Moving forward, we’ll start with our time series analysis by calculating moving averages for each year-month. We’ll plot these moving averages just to get a general idea of what types of trends we might be looking at.
# Nitrogen
# Remove columns from the nitrogen data that are no longer needed
nitr_data.drop(columns=['Latitude', 'Longitude'], inplace=True)
# Set 'SampleDate' as the index
nitr_data.set_index('SampleDate', inplace=True)
# Resample to monthly frequency and calculate the mean for the 'MeasureValue' column
nitr_monthly_avg = nitr_data['MeasureValue'].resample('M').mean()
# Convert the result to a DataFrame, but keep the datetime index
nitr_monthly_avg = nitr_monthly_avg.to_frame()
# Remove from environment
del nitr_data
# Initialize figure
plt.figure(figsize=(12, 6))
# Plot monthly average nitrogen data
plt.plot(nitr_monthly_avg.index, nitr_monthly_avg['MeasureValue'], color='black', alpha=0.7)
# Customize the plot
plt.title('Monthly Average Concentration of Nitrogen Samples (2010-2019)')
plt.xlabel('Year')
plt.ylabel('Monthly Average Concentration (mg/L)')
# Rotate and align tick labels
plt.gcf().autofmt_xdate()
# Use tight layout to ensure everything fits without overlapping
plt.tight_layout()
plt.show()/tmp/ipykernel_17/3811197196.py:10: FutureWarning: 'M' is deprecated and will be removed in a future version, please use 'ME' instead.
nitr_monthly_avg = nitr_data['MeasureValue'].resample('M').mean()
From this plot, there does appear to be seasonality for nitrogen concentrations, but there is no clear trend component.
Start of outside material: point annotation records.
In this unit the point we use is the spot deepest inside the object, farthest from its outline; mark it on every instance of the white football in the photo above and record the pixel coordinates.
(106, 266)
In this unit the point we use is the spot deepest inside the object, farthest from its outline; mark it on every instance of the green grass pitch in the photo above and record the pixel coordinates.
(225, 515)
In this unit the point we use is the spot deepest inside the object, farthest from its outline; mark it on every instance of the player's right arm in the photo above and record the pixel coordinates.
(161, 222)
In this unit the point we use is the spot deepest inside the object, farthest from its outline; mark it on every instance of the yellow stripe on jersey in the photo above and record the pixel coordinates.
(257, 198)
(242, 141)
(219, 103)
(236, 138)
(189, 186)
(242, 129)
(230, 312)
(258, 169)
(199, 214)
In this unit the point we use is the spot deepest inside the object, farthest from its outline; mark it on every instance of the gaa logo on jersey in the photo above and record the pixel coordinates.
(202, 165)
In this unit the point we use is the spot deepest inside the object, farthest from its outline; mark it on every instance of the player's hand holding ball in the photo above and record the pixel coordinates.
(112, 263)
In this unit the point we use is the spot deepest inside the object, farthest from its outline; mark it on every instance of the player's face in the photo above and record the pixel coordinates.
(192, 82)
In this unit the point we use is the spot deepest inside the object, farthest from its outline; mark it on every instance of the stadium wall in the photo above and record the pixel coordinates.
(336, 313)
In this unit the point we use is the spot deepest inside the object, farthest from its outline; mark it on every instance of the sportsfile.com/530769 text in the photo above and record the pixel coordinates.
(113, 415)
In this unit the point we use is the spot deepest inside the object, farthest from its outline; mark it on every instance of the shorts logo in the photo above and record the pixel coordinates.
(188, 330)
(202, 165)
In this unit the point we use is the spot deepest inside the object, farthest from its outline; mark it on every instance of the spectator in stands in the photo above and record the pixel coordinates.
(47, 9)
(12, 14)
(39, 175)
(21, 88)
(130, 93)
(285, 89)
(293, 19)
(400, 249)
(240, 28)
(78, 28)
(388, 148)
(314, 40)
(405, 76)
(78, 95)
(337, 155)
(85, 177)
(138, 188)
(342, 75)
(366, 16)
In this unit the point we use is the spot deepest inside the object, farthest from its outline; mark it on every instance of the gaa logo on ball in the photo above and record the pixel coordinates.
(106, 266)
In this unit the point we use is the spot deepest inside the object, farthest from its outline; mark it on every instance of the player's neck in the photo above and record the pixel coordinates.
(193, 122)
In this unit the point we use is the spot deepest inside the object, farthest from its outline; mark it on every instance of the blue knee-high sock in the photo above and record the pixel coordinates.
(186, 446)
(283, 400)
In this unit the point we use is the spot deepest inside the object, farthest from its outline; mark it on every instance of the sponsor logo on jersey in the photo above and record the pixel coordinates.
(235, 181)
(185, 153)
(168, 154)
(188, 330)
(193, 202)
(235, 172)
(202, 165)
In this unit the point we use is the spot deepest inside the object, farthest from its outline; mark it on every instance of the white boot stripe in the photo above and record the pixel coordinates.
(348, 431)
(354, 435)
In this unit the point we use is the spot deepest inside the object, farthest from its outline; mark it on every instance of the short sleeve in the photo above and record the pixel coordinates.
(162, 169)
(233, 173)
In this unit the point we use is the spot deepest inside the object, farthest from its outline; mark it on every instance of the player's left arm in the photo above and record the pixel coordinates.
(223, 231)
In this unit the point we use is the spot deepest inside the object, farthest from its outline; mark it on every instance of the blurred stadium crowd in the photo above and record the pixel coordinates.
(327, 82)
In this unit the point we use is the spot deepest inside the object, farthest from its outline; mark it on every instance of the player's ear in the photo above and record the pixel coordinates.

In addition, there is a notable spike in early 2014.
# Phosphorus
# Remove columns from the nitrogen data that are no longer needed
phos_data.drop(columns=['Latitude', 'Longitude'], inplace=True)
# Set 'SampleDate' as the index
phos_data.set_index('SampleDate', inplace=True)
# Resample to monthly frequency and calculate the mean for the 'MeasureValue' column
phos_monthly_avg = phos_data['MeasureValue'].resample('M').mean()
# Convert the result to a DataFrame, but keep the datetime index
phos_monthly_avg = phos_monthly_avg.to_frame()
# Remove from environment
del phos_data
# Initialize figure
plt.figure(figsize=(12, 6))
# Plot monthly average phosphorus data
plt.plot(phos_monthly_avg.index, phos_monthly_avg['MeasureValue'], color='black', alpha=0.7)
# Customize the plot
plt.title('Monthly Average Concentration of Phosphorus Samples (2010-2019)')
plt.xlabel('Year')
plt.ylabel('Monthly Average Concentration (mg/L)')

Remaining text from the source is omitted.